Compiled against library: libvirt 1.3.1
Using library: libvirt 1.3.1
Using API: QEMU 1.3.1
Running hypervisor: QEMU 2.5.0

# dpkg -s qemu-kvm | grep Version
Version: 1:2.5+dfsg-5ubuntu10.

Is it safe to set the "MaxMemory" (reference) above the total physical memory of the host machine, if "currentMemory" will never exceed the actual available memory on the host machine?

Imagine a situation like:

  1. Host machine has 8GB of RAM
  2. VM is configured with 16GB of "MaxMemory", and 4GB of "currentMemory"

... is it possible for the VM to in any way utilize more than the currentMemory to crash the host, especially during the boot process?

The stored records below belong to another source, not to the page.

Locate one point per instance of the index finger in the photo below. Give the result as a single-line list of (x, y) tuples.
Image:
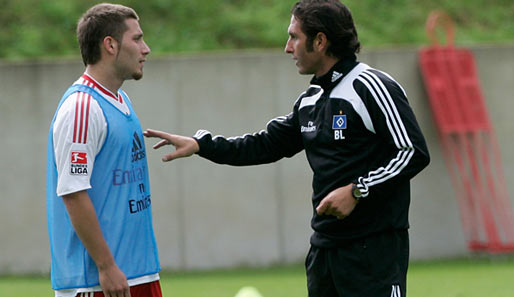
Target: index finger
[(155, 133)]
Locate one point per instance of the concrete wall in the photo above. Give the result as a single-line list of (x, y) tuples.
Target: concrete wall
[(208, 215)]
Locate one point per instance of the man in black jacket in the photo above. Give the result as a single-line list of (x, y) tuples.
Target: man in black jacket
[(363, 144)]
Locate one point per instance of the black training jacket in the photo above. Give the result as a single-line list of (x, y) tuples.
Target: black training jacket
[(355, 125)]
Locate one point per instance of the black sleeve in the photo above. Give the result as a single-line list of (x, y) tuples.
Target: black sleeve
[(281, 138), (395, 123)]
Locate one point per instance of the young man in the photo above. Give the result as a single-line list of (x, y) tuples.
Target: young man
[(98, 193), (363, 144)]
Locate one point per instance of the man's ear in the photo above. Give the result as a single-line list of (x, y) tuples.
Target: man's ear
[(110, 45), (320, 42)]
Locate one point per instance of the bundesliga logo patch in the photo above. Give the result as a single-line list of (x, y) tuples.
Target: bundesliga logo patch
[(78, 163), (338, 124)]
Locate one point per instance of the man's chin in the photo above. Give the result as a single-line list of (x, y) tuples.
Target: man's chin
[(137, 76)]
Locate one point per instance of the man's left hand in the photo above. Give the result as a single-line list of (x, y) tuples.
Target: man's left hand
[(339, 203)]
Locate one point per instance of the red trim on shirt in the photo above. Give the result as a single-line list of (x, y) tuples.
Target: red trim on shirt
[(81, 117), (87, 117), (76, 116), (102, 89)]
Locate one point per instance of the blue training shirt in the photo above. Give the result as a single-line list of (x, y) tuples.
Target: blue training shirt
[(120, 193)]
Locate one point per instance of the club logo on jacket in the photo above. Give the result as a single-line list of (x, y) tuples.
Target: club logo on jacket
[(78, 163), (338, 125), (310, 128)]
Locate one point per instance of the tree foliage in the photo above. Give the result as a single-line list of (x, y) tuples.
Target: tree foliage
[(46, 28)]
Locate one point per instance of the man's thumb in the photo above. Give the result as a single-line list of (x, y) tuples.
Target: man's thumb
[(322, 207)]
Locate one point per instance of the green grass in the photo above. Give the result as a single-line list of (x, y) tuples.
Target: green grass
[(449, 278)]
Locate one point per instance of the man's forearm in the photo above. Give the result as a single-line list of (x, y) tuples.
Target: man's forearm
[(84, 220)]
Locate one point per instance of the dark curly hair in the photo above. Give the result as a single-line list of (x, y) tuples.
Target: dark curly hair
[(332, 18)]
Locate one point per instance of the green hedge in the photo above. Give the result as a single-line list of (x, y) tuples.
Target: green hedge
[(46, 28)]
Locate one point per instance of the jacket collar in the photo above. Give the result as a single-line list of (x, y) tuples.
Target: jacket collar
[(329, 80)]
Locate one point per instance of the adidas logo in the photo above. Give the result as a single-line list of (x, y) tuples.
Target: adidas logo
[(336, 75), (138, 151)]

To quote from the referenced link, "currentMemory" refers to:

The actual allocation of memory for the guest.

Which seems to imply the real limit of the VM's memory use is the "currentMemory"; however, this quote:

The run time maximum memory allocation of the guest.

... which is in reference to the "MaxMemory" sort of implies "at run time" maybe it can use more than the currentMemory?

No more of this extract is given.